#32−①「あたしだけを見て」
まどかは仕事終わりにジムに来ていた。
一通り、ウエイトトレーニングを終えた後、ランニングマシーンで20分ほど走る。
そろそろ頃合いだと、ボタンを押してスピードを落とし、歩いていたところ、歩が現れた。
「お疲れ様」と声をかけられ、上がる息を整えながら、深く頷いた。
姿を見て勤務していると確認はしていた。
このタイミングで声をかけてくるとは、歩はまどかの終わる頃合いを見計らっていたのかもしれない。
「最近、よく来るね? 何か目標があるの?」
「今度、友達の結婚式があるの。それまでにもうちょっと痩せたくて」
「全然太ってないでしょ」
「うーん……昔買った、この時期用のパーティードレス、着てみたらきつかったの。だから、綺麗に着られるように痩せたいんだよね」
「なるほどね」
飲み会が続き、太ってしまうと、なかなか体重が元に戻らなくなってきた。年齢には抗えないことを実感していた。

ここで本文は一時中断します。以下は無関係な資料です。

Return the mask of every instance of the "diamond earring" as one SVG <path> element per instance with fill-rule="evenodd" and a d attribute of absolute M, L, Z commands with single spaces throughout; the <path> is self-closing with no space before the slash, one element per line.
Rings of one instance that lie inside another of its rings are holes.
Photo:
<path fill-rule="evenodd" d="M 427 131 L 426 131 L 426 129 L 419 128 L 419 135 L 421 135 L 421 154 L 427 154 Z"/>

完全に呼吸が落ち着いてから、ランニングマシーンを降りた。
「……今から帰る?」
歩はまどかの意図を汲んで、「少し待っててくれたら」と答えた。
まどかは汗だくの服を着替え、歩とともにいつもの回転寿司にやって来た。
痩せたいのであまり多くは食べられないが、居心地がよい場所なので、ついついここを選んでしまった。
「聞いてほしいことがあるの?」
お互いの前にお茶をいれた湯呑みが置かれてから、歩はまどかに訊ねた。
「余裕綽々の人から余裕を奪う方法って、何かあるかな?」
「奪う必要ある?」
「必要があるかどうかは別として、方法があるか、教えてほしいの」
歩は湯呑みのお茶をズズッと飲んだ。
「それって彼氏の話?」
湯呑みを置いた歩の目がまどかの目を捉える。
まどかはためらいがちにこくりと頷いた。
隠しても仕方がないが、歩に呆れられていると思うと、気が引けたのだ。
「余裕があるのはいいことでしょ? 落ち着きがあって、心が広いってことだよね? 悪いことあるかな?」
「だってぇ……悔しいでしょ? あたしだけが慌てて切羽詰まってるなんてさぁ……」
まどかは両手で顔を覆い、大きなため息を吐く。
「……僕、のろけられてる?」
淡々とした声に手を外して歩を見れば、声よりも冷たさのない表情で安心した。
「まどかは傍からみれば余裕あるように見えるよ? 意外と彼氏もまどかに余裕があるように見えるだけかも?」
「んー……そうは思えないけどなぁ……」
まどかは唸りながら思い返す。
本当に余裕のないときは、あの自信満々な仮面が外れて、感情が手に取るように見えるのだ。
普段、そんなことはない。あり得ないことだ。
「ただ、もし余裕をなくした様子が見たいなら、惑わそうとは思わないことだよ」
「え?」
「色々と画策するとバレるから、結局上手くいかない。あくまで、自然に振る舞っている中で、見られるものだよ」
「そんなものかなぁ……」
「そうだよ」
歩が言うと、その通りに聞こえるから、不思議だ。
確かに、歩の言う通り、狙えば狙うほど、不意をつくことは難しいだろう。
思い返せば、絢斗の驚いた顔は、まどかが狙っていないときばかりのように思えてくる。
こんなふうに頭を悩ませていることさえ、絢斗の手のひらの上で転がされているような気がして、頭を振った。